As this Court has acknowledged, this is a case with genuine and substantial commercial and public interest and with enormous potential commercial impact. The media has been reporting in salacious detail Apple’s allegations of Samsung’s supposed “copying”, causing injury to Samsung’s public reputation as a company. Moreover, Apple’s baseless and public assertions that Samsung’s transmission to the media of public information constituted contempt of court and that these actions were intended to pollute the jury were themselves glaring falsehoods, highlighting why Samsung has every right to defend itself in the public domain from unfair and malicious attacks.

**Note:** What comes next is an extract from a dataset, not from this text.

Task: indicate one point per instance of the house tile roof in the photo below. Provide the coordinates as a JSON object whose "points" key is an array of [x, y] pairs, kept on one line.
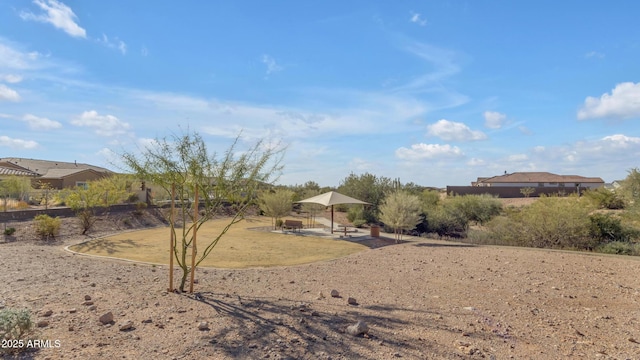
{"points": [[539, 177], [7, 171], [41, 167]]}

Samsung’s brief statement and transmission of public materials in response to media inquiries was lawful, ethical, and fully consistent with the relevant California Rules of Professional Responsibility (incorporated by N.D. Cal. Civil Local Rule 11-4) and legal authorities regarding attorneys’ communications with the press. California Rule of Professional Responsibility 5-120(B)(2) specifically permits attorneys involved in litigation to disclose “information in a public record.” As shown above, all of the information disclosed was contained in public records.

As you can see, Quinn firmly believes that he was not wrong to share with the media evidence that’s not allowed in court but that already is part of the public record. The lawyer argues that Judge Koh decided that this trial would be open to the public and therefore the public needs to know what each party has to say. Furthermore, Quinn says the object of his actions was not to influence the jurors.

Now we’ll have to wait for Judge Koh to rule on the matter, and it will be interesting to see which party she will side with.